RNAi Screens Identify HES4 As a Regulator of Redox Balance Supporting Pyrimidine Synthesis and Tumor Growth

Overview

Journal Nat Struct Mol Biol

Specialties Cell Biology
Molecular Biology

Date 2024 May 20

PMID 38769389

Authors

Jing He

Aoxue Wang

Qin Zhao

Yejun Zou

Zhuo Zhang

Nannan Sha

Guofang Hou

Bei Zhou

Yi Yang

Tao Chen

Yuzheng Zhao

Yuhui Jiang

Affiliations

Soon will be listed here.

Abstract

NADH/NAD redox balance is pivotal for cellular metabolism.
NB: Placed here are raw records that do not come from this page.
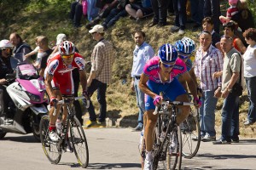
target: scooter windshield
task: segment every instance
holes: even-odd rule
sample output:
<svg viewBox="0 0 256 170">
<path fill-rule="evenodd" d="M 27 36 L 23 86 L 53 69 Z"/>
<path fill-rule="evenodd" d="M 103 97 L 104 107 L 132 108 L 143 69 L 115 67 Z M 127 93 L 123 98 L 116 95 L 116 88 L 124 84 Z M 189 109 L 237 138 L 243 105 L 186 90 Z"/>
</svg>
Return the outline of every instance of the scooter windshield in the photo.
<svg viewBox="0 0 256 170">
<path fill-rule="evenodd" d="M 29 79 L 32 77 L 38 76 L 38 71 L 35 67 L 31 64 L 24 64 L 18 65 L 19 68 L 19 76 L 20 78 Z"/>
</svg>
Systematic identification of NAD(H) redox regulators, although currently lacking, would help uncover unknown effectors critically implicated in the coordination of growth metabolism. In this study, we performed a genome-scale RNA interference (RNAi) screen to globally survey the genes involved in redox modulation and identified the HES family bHLH transcription factor HES4 as a negative regulator of NADH/NAD ratio. Functionally, HES4 is shown to be crucial for maintaining mitochondrial electron transport chain (ETC) activity and pyrimidine synthesis. More specifically, HES4 directly represses transcription of SLC44A2 and SDS, thereby inhibiting mitochondrial choline oxidation and cytosolic serine deamination, respectively, which, in turn, ensures coenzyme Q reduction capacity for DHODH-mediated UMP synthesis and serine-derived dTMP production. Accordingly, inhibition of choline oxidation preserves mitochondrial serine catabolism and ETC-coupled redox balance. Furthermore, HES4 protein stability is enhanced under EGFR activation, and increased HES4 levels facilitate EGFR-driven tumor growth and predict poor prognosis of lung adenocarcinoma. These findings illustrate an unidentified mechanism, underlying pyrimidine biosynthesis in the intersection between serine and choline catabolism, and underscore the physiological importance of HES4 in tumor metabolism.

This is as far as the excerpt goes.